You are given the document state before a batch and the raw setProperty edits that happened inside that batch. Multiple edits may target the same key. Build a compact history so that each key appears at most once, while still storing enough information for correct undo and redo. For each touched key, store a record (key, final_value, old_value_or_None, had_old_value). The records must be returned in the order each key first appears in the batch. Then use only these compact records to compute the document after applying the batch, after undoing the batch, and after redoing the batch. There is no delete operation in this problem.

Constraints

  • 0 <= len(initial_document) <= 200000
  • 0 <= len(edits) <= 200000
  • Keys and values are strings of length 1 to 50
  • Each edit is a set operation only
  • The output order of 'changes' must follow the first time each key appears in edits

Examples

Input: ({'a': '1', 'b': '2'}, [('a', '3'), ('a', '4'), ('c', '5')])

Expected Output: {'changes': [('a', '4', '1', True), ('c', '5', None, False)], 'after_apply': {'a': '4', 'b': '2', 'c': '5'}, 'after_undo': {'a': '1', 'b': '2'}, 'after_redo': {'a': '4', 'b': '2', 'c': '5'}}

Explanation: Repeated edits to 'a' collapse into one record that keeps the original old value and the final new value.

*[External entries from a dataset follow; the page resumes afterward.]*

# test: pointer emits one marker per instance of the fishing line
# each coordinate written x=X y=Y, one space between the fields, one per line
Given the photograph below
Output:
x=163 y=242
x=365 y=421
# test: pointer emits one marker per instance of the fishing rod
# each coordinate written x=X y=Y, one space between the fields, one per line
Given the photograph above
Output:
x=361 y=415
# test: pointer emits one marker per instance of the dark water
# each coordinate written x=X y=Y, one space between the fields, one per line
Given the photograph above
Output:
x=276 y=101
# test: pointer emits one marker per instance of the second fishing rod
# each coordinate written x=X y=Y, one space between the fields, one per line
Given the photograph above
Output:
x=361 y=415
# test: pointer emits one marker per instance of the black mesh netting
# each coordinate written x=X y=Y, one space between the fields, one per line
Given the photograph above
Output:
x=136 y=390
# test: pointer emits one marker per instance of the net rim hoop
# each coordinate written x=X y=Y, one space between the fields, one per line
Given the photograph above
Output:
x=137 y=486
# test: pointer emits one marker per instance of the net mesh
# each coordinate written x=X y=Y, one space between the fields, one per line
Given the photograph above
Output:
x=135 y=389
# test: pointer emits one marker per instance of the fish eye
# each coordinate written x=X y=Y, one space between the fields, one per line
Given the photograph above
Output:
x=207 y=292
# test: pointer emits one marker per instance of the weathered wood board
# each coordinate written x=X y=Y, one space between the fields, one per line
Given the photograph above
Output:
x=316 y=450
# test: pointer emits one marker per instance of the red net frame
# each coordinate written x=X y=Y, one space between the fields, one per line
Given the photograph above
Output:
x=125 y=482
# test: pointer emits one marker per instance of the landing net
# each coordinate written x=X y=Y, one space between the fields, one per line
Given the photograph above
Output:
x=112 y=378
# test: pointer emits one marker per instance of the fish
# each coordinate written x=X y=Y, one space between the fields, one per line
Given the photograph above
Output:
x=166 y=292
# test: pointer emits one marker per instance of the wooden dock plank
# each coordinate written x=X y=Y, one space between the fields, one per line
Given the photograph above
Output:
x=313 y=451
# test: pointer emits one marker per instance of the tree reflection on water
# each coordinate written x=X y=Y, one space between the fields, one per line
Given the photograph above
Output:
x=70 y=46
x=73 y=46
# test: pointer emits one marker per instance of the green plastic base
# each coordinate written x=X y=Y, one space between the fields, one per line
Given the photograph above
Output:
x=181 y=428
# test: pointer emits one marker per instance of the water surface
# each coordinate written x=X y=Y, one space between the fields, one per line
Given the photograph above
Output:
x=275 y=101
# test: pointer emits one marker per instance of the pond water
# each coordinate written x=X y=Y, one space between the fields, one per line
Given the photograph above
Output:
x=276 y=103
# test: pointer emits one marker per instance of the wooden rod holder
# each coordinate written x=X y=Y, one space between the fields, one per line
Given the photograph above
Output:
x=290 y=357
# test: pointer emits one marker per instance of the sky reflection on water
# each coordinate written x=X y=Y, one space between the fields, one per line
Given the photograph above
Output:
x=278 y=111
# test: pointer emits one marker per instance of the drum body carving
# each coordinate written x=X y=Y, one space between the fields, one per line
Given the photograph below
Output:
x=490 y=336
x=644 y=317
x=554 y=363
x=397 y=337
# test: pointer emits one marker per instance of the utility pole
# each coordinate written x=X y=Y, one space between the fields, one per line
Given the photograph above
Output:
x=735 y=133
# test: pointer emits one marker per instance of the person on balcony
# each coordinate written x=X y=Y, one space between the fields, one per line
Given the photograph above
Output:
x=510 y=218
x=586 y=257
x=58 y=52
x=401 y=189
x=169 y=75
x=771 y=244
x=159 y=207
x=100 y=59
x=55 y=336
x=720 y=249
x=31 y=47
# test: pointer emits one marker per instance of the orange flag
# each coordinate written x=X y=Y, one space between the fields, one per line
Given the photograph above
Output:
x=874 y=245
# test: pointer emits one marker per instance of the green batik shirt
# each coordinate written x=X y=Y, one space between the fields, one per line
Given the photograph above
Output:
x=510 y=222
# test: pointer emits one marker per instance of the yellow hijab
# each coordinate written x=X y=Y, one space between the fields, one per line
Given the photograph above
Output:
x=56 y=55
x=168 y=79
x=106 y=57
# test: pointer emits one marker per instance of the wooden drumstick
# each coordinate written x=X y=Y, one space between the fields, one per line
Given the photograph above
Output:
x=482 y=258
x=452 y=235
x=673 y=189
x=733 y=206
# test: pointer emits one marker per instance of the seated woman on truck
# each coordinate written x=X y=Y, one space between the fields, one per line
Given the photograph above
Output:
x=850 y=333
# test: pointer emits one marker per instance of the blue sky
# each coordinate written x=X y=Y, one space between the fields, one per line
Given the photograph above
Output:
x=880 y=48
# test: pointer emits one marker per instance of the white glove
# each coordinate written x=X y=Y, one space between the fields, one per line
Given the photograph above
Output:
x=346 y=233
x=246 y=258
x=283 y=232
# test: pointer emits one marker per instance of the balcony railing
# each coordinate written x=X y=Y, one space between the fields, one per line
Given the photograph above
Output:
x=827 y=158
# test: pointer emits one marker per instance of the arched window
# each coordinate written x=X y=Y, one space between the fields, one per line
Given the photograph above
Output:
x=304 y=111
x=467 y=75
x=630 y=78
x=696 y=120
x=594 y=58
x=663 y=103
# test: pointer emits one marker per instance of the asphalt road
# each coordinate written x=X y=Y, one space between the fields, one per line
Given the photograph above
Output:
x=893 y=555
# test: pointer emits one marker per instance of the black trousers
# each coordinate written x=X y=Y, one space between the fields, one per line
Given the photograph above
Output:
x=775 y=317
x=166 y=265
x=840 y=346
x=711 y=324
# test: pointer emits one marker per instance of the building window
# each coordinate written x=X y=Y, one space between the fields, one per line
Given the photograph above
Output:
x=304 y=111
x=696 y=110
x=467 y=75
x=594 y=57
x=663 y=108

Input: ({}, [('x', '1'), ('x', '2'), ('x', '3')])

Expected Output: {'changes': [('x', '3', None, False)], 'after_apply': {'x': '3'}, 'after_undo': {}, 'after_redo': {'x': '3'}}

Explanation: Edge case: a new key is written multiple times in an otherwise empty document.

Input: ({'k': 'v'}, [])

Expected Output: {'changes': [], 'after_apply': {'k': 'v'}, 'after_undo': {'k': 'v'}, 'after_redo': {'k': 'v'}}

Explanation: Edge case: an empty batch produces no compact records and changes nothing.

Input: ({'p': '7', 'q': '8'}, [('r', '1'), ('p', '9'), ('r', '2'), ('q', '0'), ('p', '10')])

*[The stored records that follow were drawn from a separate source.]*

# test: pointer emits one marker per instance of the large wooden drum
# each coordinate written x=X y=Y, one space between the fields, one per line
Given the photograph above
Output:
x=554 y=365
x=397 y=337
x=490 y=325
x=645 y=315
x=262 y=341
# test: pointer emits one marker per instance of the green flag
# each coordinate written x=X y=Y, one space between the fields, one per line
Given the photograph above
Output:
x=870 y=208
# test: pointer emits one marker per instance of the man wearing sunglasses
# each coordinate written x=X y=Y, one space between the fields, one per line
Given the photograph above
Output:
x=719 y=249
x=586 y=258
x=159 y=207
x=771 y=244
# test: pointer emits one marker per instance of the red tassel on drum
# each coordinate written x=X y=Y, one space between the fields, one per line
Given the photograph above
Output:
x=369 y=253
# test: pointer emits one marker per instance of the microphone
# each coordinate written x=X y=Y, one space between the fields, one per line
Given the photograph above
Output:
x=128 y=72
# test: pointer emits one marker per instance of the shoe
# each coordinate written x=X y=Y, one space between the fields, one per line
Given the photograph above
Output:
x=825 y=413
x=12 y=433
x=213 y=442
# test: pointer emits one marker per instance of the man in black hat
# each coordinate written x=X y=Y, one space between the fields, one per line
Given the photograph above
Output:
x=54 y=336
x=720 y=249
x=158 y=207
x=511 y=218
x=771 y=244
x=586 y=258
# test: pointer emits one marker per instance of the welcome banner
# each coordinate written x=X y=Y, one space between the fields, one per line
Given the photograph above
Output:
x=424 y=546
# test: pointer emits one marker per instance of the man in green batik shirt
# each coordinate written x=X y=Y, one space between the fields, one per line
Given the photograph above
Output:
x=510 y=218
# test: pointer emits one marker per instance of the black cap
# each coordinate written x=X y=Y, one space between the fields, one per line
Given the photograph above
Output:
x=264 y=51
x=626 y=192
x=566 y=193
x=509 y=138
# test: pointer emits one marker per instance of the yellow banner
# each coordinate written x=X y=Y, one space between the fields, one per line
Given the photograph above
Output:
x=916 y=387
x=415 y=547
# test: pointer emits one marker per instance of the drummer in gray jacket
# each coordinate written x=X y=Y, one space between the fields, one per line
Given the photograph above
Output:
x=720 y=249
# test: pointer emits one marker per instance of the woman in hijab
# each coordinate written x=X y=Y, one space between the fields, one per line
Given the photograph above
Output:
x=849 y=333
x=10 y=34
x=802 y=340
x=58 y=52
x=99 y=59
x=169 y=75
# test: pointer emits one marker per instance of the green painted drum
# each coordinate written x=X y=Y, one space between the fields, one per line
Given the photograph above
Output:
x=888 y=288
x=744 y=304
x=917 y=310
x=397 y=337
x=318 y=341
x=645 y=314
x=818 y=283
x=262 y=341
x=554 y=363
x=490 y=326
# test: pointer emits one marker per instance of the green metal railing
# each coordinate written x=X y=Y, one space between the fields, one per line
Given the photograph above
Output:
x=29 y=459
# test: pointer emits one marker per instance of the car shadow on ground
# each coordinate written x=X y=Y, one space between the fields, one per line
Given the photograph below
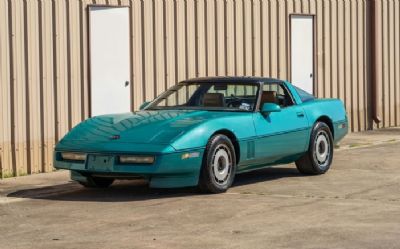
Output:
x=138 y=190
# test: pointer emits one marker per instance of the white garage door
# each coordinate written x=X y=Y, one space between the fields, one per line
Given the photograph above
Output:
x=109 y=60
x=302 y=39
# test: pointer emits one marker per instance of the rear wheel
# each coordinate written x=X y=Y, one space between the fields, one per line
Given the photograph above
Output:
x=97 y=182
x=318 y=158
x=219 y=165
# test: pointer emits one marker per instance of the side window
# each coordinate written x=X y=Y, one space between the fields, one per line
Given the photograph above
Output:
x=280 y=94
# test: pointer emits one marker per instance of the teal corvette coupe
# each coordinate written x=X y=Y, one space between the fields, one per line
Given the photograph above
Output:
x=204 y=131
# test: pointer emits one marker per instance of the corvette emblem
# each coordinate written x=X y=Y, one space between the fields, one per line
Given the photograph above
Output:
x=115 y=137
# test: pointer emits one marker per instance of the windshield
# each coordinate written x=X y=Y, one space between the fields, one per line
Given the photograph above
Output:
x=208 y=96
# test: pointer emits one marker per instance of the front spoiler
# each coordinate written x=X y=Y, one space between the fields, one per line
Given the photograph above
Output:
x=168 y=170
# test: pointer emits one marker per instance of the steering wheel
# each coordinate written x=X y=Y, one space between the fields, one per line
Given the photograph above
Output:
x=234 y=102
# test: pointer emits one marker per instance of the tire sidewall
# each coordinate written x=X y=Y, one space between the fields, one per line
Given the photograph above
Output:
x=207 y=180
x=320 y=126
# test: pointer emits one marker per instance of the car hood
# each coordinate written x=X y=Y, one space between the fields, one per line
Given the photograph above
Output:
x=143 y=127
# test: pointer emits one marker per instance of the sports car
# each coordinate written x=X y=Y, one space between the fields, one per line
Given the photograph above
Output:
x=204 y=131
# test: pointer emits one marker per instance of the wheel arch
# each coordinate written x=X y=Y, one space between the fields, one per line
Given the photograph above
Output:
x=233 y=139
x=325 y=119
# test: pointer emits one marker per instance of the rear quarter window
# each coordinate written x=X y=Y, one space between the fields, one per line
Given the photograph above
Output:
x=304 y=96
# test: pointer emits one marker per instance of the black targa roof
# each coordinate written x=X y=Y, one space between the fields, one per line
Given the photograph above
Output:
x=232 y=80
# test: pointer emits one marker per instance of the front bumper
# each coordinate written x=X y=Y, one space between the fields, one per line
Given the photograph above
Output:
x=168 y=171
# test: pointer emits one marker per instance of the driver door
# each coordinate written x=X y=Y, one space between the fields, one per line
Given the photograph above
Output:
x=280 y=135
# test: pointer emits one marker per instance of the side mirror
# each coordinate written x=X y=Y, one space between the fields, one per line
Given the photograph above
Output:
x=270 y=107
x=144 y=105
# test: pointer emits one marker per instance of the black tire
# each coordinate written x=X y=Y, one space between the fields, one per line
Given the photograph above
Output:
x=97 y=182
x=315 y=161
x=221 y=150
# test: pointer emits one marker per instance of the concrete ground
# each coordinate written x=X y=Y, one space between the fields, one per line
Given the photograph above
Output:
x=355 y=205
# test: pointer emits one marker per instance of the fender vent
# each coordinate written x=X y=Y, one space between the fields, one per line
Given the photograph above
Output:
x=250 y=149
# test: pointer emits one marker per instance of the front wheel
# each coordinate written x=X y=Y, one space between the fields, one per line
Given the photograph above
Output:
x=318 y=158
x=97 y=182
x=219 y=165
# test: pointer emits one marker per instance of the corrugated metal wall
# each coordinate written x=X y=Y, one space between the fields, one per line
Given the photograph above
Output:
x=44 y=59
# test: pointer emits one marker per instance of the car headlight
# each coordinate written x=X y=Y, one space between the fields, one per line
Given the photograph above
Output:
x=73 y=156
x=136 y=159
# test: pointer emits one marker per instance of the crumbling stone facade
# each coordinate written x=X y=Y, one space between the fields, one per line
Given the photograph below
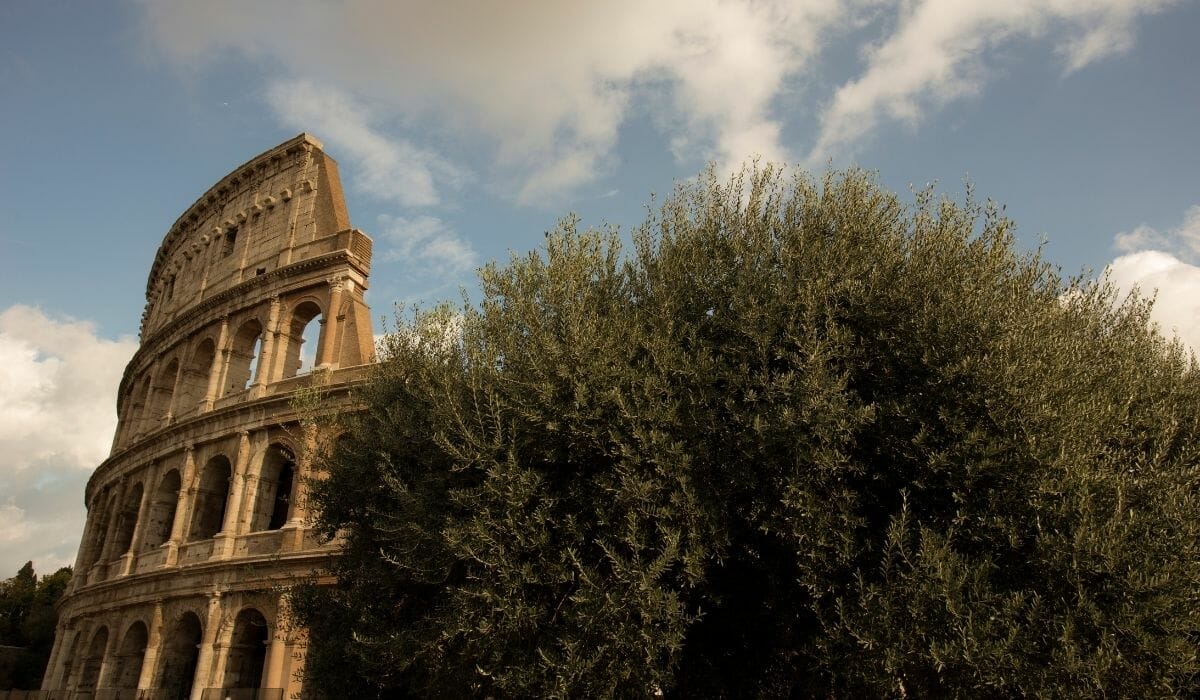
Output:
x=197 y=521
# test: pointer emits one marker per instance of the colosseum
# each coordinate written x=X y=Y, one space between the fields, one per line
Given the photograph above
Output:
x=197 y=520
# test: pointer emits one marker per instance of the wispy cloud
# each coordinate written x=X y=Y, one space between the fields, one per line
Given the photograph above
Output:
x=385 y=167
x=1183 y=239
x=58 y=380
x=1162 y=263
x=941 y=48
x=545 y=87
x=426 y=246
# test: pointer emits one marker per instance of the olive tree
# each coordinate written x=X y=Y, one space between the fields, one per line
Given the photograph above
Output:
x=799 y=438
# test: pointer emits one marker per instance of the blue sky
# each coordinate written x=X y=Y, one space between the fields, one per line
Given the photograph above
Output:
x=465 y=131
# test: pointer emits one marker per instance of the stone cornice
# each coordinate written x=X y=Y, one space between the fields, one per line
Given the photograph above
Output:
x=214 y=195
x=243 y=291
x=255 y=414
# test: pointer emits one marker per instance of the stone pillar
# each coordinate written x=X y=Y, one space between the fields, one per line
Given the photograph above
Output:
x=226 y=353
x=183 y=509
x=114 y=519
x=220 y=364
x=108 y=662
x=131 y=556
x=204 y=660
x=325 y=358
x=87 y=543
x=57 y=653
x=174 y=395
x=276 y=648
x=253 y=479
x=225 y=539
x=221 y=654
x=265 y=370
x=154 y=644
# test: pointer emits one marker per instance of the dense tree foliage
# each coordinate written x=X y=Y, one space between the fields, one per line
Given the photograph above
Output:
x=28 y=618
x=802 y=440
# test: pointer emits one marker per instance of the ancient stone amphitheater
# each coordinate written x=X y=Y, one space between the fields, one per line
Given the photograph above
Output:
x=197 y=520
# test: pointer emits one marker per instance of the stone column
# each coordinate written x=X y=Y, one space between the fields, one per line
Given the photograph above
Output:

Expected Output: {'changes': [('r', '2', None, False), ('p', '10', '7', True), ('q', '0', '8', True)], 'after_apply': {'p': '10', 'q': '0', 'r': '2'}, 'after_undo': {'p': '7', 'q': '8'}, 'after_redo': {'p': '10', 'q': '0', 'r': '2'}}

Explanation: The compact record list follows first appearance order: r, p, q.

Hints

  1. When a key appears for the first time in the batch, capture its old value from the pre-batch document, not from any earlier edit in the same batch.
  2. For later edits to the same key, update only the final value in its compact record.